薬物がらみの犯罪が多発し、複雑で危険な地形が多い米国では特に重宝されてしまう警察犬たち。大活躍もトラブルに巻き込まれる警察犬はあとを絶たず、時には任務に忠実なその性格ゆえ無理がたたって命を落とすケースがある。
このほど1頭の警察犬の悲しい死をアリゾナ州のメディア『kdminer.com』が伝えた。

アリゾナ州モハーヴェ郡のキングマン市で約1年前から“K-9(警察犬)”として活躍するも、このほどたった3歳半で死亡したベルジアンマリノア(シェパード)の“アミーゴ”号。特に薬物絡みの事件で活躍し、アミーゴの並ならぬ嗅覚のおかげで、今年になってからはコカイン50kgを含む大量の薬物押収に成功していたという。

その優秀なアミーゴが深刻な事態に見舞われたのは17日。
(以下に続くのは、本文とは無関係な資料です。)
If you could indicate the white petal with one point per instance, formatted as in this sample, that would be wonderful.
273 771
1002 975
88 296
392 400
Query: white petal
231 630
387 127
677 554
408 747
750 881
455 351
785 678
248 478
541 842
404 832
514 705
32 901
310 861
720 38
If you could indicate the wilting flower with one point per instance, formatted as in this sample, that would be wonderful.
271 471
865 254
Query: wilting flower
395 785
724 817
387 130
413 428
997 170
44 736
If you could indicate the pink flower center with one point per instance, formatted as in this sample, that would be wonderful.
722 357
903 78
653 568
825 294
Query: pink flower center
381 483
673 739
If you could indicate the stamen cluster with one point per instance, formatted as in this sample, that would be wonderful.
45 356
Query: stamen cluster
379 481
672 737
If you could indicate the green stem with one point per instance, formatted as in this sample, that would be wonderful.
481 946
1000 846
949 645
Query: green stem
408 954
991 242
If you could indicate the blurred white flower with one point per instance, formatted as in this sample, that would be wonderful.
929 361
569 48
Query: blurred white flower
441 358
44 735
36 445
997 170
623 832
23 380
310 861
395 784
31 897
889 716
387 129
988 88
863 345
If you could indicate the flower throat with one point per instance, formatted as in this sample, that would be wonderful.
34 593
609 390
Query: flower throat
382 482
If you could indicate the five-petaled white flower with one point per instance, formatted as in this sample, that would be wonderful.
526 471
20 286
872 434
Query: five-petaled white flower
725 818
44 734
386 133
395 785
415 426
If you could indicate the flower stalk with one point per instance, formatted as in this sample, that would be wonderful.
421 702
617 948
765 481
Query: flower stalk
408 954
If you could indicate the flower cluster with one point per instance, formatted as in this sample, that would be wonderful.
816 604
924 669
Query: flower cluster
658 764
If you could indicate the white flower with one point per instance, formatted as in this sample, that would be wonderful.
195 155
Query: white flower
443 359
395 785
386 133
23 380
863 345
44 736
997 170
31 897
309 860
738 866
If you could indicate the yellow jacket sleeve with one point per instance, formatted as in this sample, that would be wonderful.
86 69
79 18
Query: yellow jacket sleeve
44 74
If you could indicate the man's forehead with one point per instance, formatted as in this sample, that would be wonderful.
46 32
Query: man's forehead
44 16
丘陵地帯の麓に位置するホワイトクリフでハイカー2名が負傷との通報が入り、アミーゴの出動が決まった。しかしその救助活動の中でアミーゴは熱中症を発症。
地元の動物病院から北西に100km以上離れたラスベガスの「Veterinary Emergency & Critical Care」に転院した後、20日午前10時30分に容体が急変して死亡した。

バンの後部に安置されたアミーゴの亡骸は大きな星条旗でカバーされ、このほどやっとキングマン警察に戻ってきた。ボブ・デヴライズ署長は「私たちの落胆、喪失感は言葉では言い表せません。アミーゴのハンドラー(訓練士)のアダム・シモンセン氏、およびその家族は深い悲しみに打ちひしがれています」と述べている。ハイカーは救出され「キングマン地域医療センター」に搬送されたが、軽傷のみで命に別状はないという。

この夏、警察犬が熱中症で死亡する事件が相次いでいる米国。
7月19日には35度を超す暑さのテキサス州アーリントン市で、“モージョ”号が犯人を追跡中に体調不良を起こし、搬送先の動物病院で死亡している。緻密な訓練を積んできた優秀な犬ばかりであるだけに警察犬の殉死は非常に大きな損失となる。追悼式では棺に星条旗がかぶせられ礼砲とともに見送られるが、ハンドラーばかりか警察官の多くが大粒の涙を流すという。